Il salto di civiltà necessario
Eppure, spesso in questi giorni sono invitato a parlare di guerra e pace nelle scuole – da insegnanti non rassegnati a mettere da parte l’intelligenza e la complessità – dove spiego, tra le altre cose, che se le guerre fossero valutate come esperimenti scientifici nella loro capacità di dare risposte positive nella risoluzione dei conflitti, sarebbero state abbandonate, almeno, dai tempi di Galileo Galilei. Invece, nel più essenziale dei campi del sapere – quello che si occupa di costruire e mantenere la pace – il metodo scientifico non è mai arrivato: siamo rimasti incredibilmente creduloni, pre-scentifici, irrazionali, ci affidiamo al pensiero magico che ci propina sempre più armi (come in questi giorni stanno decidendo i parlamenti europei, compreso quello italiano), sempre più potenti, sempre più guerre, sempre più insicurezza.

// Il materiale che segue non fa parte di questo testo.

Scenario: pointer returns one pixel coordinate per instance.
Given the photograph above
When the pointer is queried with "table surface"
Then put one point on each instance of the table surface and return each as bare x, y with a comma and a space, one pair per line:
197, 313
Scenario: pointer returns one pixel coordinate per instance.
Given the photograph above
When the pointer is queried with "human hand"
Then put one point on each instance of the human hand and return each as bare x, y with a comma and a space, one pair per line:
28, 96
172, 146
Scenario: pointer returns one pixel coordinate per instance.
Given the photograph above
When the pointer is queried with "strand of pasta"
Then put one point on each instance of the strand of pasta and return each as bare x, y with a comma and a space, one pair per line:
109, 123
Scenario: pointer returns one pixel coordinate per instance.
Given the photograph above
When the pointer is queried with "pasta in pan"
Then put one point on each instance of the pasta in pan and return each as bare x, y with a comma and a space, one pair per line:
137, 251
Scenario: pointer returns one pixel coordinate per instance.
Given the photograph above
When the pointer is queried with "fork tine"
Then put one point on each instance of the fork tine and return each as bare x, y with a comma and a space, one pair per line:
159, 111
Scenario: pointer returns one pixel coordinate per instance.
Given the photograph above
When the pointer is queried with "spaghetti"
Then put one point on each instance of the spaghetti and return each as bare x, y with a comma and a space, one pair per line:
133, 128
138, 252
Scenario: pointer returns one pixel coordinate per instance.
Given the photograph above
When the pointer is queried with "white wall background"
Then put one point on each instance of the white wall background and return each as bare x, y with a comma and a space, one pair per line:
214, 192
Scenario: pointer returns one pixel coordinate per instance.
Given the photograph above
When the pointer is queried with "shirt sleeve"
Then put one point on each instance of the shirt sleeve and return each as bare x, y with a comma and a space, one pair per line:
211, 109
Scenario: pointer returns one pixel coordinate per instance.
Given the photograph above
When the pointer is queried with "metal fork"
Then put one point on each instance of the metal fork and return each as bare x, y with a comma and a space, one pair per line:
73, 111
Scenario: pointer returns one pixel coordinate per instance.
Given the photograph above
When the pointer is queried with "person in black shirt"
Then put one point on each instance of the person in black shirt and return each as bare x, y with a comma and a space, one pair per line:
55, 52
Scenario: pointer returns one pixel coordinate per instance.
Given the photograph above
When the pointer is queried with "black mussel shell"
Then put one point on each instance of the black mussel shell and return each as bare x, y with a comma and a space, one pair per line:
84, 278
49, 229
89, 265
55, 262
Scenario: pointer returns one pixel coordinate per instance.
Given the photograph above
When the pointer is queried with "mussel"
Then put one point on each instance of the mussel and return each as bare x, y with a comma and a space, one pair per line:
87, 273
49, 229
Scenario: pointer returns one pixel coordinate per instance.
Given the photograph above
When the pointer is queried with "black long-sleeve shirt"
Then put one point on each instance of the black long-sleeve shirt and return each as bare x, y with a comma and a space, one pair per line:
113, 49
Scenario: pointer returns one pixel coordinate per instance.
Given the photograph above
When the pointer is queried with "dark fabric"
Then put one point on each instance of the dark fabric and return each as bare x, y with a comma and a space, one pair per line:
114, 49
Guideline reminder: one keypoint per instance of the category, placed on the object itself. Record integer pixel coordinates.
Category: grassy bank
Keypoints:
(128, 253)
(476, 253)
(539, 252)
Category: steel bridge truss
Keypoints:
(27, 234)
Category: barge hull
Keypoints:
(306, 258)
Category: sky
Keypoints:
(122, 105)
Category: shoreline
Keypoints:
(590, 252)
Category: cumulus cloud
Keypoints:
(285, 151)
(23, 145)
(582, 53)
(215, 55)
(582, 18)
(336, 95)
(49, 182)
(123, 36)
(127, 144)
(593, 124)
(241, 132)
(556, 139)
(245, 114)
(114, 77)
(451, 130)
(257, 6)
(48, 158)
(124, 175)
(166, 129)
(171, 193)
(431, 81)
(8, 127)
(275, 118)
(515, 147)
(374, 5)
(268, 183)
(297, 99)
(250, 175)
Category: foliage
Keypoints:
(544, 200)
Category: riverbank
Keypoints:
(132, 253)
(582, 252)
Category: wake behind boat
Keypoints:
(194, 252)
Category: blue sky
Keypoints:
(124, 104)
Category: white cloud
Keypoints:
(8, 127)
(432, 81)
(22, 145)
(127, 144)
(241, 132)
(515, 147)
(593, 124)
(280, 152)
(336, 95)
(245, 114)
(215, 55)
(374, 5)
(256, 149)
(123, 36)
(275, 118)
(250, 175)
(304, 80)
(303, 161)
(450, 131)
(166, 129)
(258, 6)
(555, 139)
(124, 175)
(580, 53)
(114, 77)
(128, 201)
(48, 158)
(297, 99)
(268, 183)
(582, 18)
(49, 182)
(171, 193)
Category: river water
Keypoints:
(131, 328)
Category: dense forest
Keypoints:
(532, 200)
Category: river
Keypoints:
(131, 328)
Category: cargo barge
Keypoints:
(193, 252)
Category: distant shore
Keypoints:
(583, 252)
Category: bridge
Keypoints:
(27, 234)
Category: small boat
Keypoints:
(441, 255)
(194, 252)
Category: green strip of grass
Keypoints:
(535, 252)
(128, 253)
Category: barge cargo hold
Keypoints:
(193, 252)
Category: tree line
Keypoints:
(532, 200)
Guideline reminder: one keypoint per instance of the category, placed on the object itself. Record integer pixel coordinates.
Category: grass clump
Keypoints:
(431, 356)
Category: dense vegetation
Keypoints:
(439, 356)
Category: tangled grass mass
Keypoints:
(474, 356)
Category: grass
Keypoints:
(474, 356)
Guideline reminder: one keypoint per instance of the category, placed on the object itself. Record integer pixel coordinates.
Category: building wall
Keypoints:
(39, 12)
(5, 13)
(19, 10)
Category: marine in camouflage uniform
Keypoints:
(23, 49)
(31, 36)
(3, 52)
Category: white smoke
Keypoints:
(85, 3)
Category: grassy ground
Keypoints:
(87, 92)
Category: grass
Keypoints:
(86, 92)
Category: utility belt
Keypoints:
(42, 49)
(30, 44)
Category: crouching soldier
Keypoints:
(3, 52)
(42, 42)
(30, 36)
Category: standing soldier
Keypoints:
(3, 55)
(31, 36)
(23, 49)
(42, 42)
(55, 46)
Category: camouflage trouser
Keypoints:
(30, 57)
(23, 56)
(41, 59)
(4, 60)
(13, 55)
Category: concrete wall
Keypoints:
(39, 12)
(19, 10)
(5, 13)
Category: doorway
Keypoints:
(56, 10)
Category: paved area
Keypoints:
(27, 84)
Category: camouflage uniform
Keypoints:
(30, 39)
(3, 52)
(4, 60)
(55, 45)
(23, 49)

Con la sconfitta di tutti, tranne di chi produce e vende armamenti. Aggiungo, in questi incontri, che l’unica speranza di salvezza per l’umanità sta nel superare questo irrazionalismo che continua a pervadere pericolosamente e colpevolmente menti e politiche e che il loro contributo – dei giovani, degli studenti – è fondamentale per fare, una volta per tutte, il salto di civiltà necessario: archiviare la guerra tra le mostruosità della storia. E sono sempre sommerso da domande di approfondimento alla ricerca della verità, di risposte credibili al di là della propaganda di guerra di tutte le parti e di tutte le guerre. Esco sempre incoraggiato dall’esercizio del ragionamento intelligente e complesso di questi ragazzi, che ieri chiedevano la transizione ecologica e oggi – dopo due anni in cui sono strati costretti al ritiro sociale forzato – si trovano inchiodati nella permanenza bellica, mentale e reale. Traditi, ancora una volta, da quegli adulti di cui si fidavano, ma che stanno ancora rubando maledettamente il loro futuro.